The following materials should be archived, within one month after the publication date:

  • A copy of the publication that uses the data. Most publications allow you to upload the submitted version (i.e. without the journal’s layout etc.).
  • Raw data: unedited data files providing the most direct registration of the behaviour or reactions of test subjects/respondents. If the raw data files have been accessibly stored in an external archive (such as storage facilities at DANS), or if the data cannot be archived on university servers (for example due to IP restrictions) making reference to the location of the files will suffice. The VU researcher must ensure that such externally stored raw data will be available for verification purposes. Raw data may not be changed once they have been made digitally available.
  • Analyzed data: the data files that were eventually analysed when preparing the article (e.g. an SPSS data file after transforming variables, after applying selections, etc.). This is not necessary if the raw data file was directly analysed, or if the analyzed data can be constructed without excessive effort from the raw data (for example by running a script).
  • A description of the procedures to transform the raw data into analyzed data. This could be computer code (for example Atlas.ti, SPSS/JASP syntax file, MATLAB analysis scripts, R code) or a description of the steps taken in the qualitative analysis of primary research data, i.e. themes, domains, taxonomies, components.
  • A description of the steps taken to process the analyzed data into results in the manuscript. This could be computer code or a description of the steps taken in the qualitative analysis of primary research data.
  • Any documentation that can reasonably be deemed necessary in order for other researchers to understand the data and/or verify the research’s findings. The precise documentation depends on the methods used, but examples include: study design documents, interview guides, questionnaires, surveys, and topic lists. The materials must be available in the language in which the research was conducted.
  • A readme file (metadata) describing which documents and files can be found where and how they should be interpreted. The readme file must be sufficiently clear, so that a relevant fellow researcher can verify the results discussed in the publication.
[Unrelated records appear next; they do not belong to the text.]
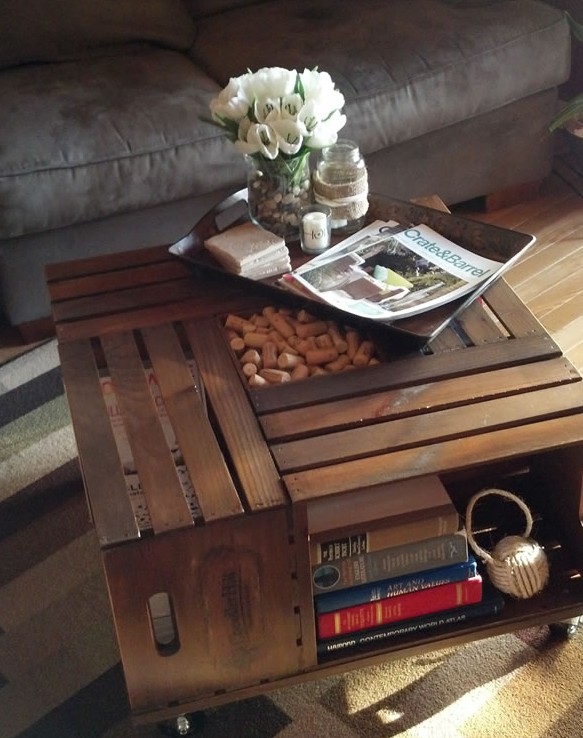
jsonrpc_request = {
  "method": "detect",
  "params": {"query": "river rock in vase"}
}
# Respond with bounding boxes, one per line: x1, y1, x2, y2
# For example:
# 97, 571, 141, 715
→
245, 153, 312, 241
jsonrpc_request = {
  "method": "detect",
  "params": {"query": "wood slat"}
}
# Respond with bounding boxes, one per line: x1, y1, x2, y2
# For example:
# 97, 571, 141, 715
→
141, 323, 245, 523
49, 260, 189, 302
481, 279, 548, 338
283, 411, 583, 503
101, 331, 194, 534
250, 333, 562, 414
273, 381, 583, 474
52, 277, 202, 323
455, 298, 508, 345
184, 317, 288, 511
58, 339, 140, 546
425, 324, 467, 353
260, 356, 581, 442
46, 244, 172, 281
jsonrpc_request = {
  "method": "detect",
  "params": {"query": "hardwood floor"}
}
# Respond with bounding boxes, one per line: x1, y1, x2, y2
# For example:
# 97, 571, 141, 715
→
2, 165, 583, 369
467, 168, 583, 372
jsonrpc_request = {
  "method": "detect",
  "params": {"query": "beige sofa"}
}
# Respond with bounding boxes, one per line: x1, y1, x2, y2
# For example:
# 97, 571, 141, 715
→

The readme file must also contain the following information:
    • Name of the person who stored the documents or files
    • Division of roles among authors, indicating at least who analysed the data
    • Date on which the manuscript was accepted, including reference
    • Date/period of data collection
    • Names of people who collected the data
    • If relevant: addresses of field locations where data were collected and contact persons (if any)
    • Whether the data is made open or not and if not, a valid reason for not opening up the data
  • Documents received from the Research Ethics Review Committee: at least the result of the self-check, and if applicable result from a full review.
  • If using personal data: information about the informed consent procedure, such as a privacy statement, or a blank informed consent form.